2. 多くの人の騒音に対する感受性が未発達 ・・・ 未熟で野蛮な耳では、ANAペラ騒音の不快さを十分に認識できない。 ANAペラ騒音を理解し憎めるのは、騒音感受性に優れる一部のエリートに限られる。
「ちくしょう、エリートになんか生まれなきゃ良かった!」
◇❖◇❖◇
その日の夜、20時台に2匹めのANAペラが来た。
「もう許せん。 クソANAめ、クソ伊丹空港め!」
20時台のANAペラは、いつもなら1匹だけ。 その1匹が来て "ANAペラ騒音の時間帯がようやく終わった" と安堵したタイミングでクソANAペラがもう1匹来たので、太郎はひとたまりもなくムカつかされた。

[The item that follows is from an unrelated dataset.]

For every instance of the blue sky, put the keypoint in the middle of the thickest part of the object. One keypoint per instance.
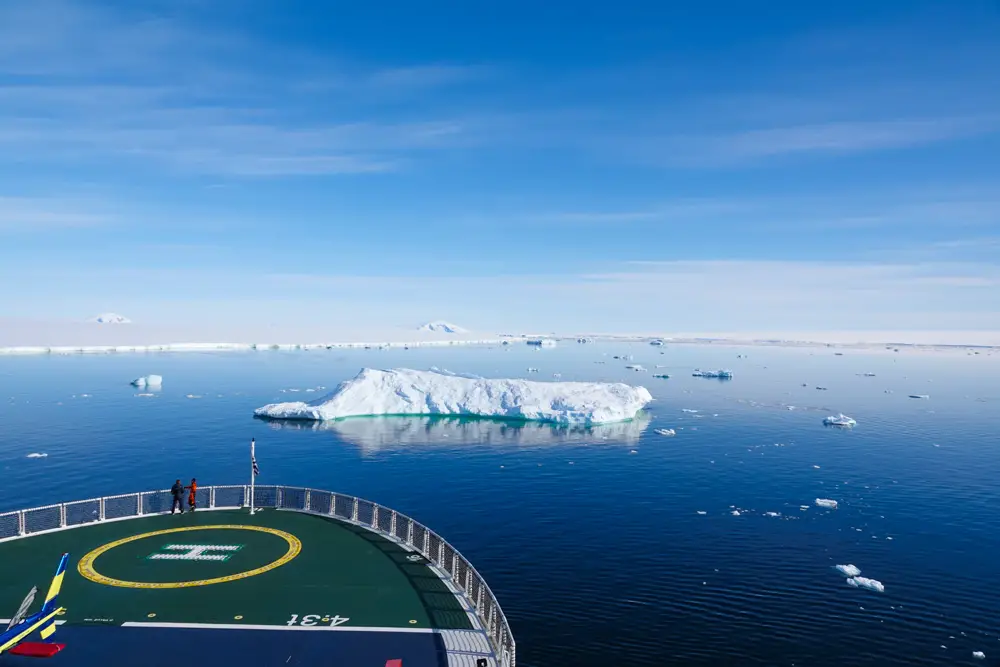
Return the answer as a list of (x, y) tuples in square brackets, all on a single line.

「もう我慢ならん。 クソANAとクソ伊丹空港の破滅を引き寄せてやる」
太郎が言う "引き寄せ" とは「引き寄せの法則」のこと。 "思考は現実化する" を合言葉とするオカルト思想だ。 その効果は何でもアリ。 何でもかなう。 例えば、宝クジに当たる、髪の毛がフサフサになる、憧れの異性と結ばれるなど。 "引き寄せ" の原理を "潜在意識の働き" などと説明する者もいるが、それでは説明できない現象も起こるという。 太郎は最近、この "引き寄せ" を Youtube動画で知り、ちょくちょく実践していた。
◇❖◇❖◇
"引き寄せ" のコツは、"願う" のではなく "実現したとイメージする" こと。 また、"引き寄せ" には瞑想が有効とされる。 "引き寄せ" の原理が潜在意識であれパラレルワールドであれ超能力であれ、瞑想で変性意識状態に突入するのが有効だと考えられる。
◇
そこで太郎は、まず瞑想を行う。 座禅を組み、自我を頭の中から追い払う。 自我を追い払うには、"自分の思考を観察" しても良いが、太郎は "脳を休める" 技法を用いる。 絶え間なく活動する脳をいたわり休めるのをイメージする。
◇
瞑想でいい感じになったところで、いよいよ太郎はANAと伊丹空港の滅亡をイメージする。
"引き寄せ" でイメージするときのコツは、なるべく具体的に、周辺の事柄までイメージすること。 太郎はイメージした。 日本中を ブオーンブオーン とうるさく飛び回るクソ迷惑なクソANAペラ数十匹のことごとくがクソ墜落する場面を、墜落事故によりクソANAのクソ株価がクソ急落しクソANAがド倒産するニュースが流れる場面を、そしてクソ伊丹空港が廃港になり跡地が森になっている場面を。
"引き寄せ" を行う時のもう1つのコツは、"今"。 漠然と "いつか起こるだろう" とか "引き寄せには時間がかかるものだ" などと考えていては、願望はいつまで経っても実現しない。 "いつか起こる" ことを望んでしまっているから。 だから望むのは "今" だ。
変性意識状態のなか、太郎は念じる。
「すぐ死ねクソANA、クソ伊丹空港! たった今だ! いつかじゃなく今! 今、今、今、今、今今今今今今今今今今今今今今今今今今今今今今今今今今今今今今今今今今今今今今今今! いい加減に死ね!!」
◇❖◇❖◇
翌日、昼過ぎに起きてコーヒーを飲みながらネットでニュースを見ていた太郎の目に、ショッキングなニュースが飛び込んで来た。 日本中のANAペラが一斉に全機墜落したというのだ。 小学校の上に、中学校の上に、病院の上に、国道の上に、民家の上に!
多数の小学生と中学生が亡くなり、交通網は寸断。 クソANAはマスコミに糾弾されまくり、ANAは国民から総スカンを食らった。 当然、ANAの株価は急落しANAは倒産。 それに伴い伊丹空港の廃港が決定された。 伊丹空港を利用する迷惑飛行機の8割がANAなので、ANAが倒産した今、伊丹空港も用済みなのだ!
太郎は快哉を叫んだ。
「やったぞ! ザマアみやがれクソANA! 天罰だ!」
実際、天罰としか思えない。 ANAペラ一斉墜落の原因は不明なのだ。 不快極まりないムカつくANAペラ騒音に神がムカついてクソANAに天罰を下したとしか思えない。
「これで仕事に集中できるぜ!」
クソANAペラ騒音がなくなり伊丹空港も廃港され、太郎の生産性は格段にアップした。 それに伴い日本の景気も右肩上がり。 日本は世界一の経済大国に返り咲き、少子化問題も解決されました。 めでたしめでたし。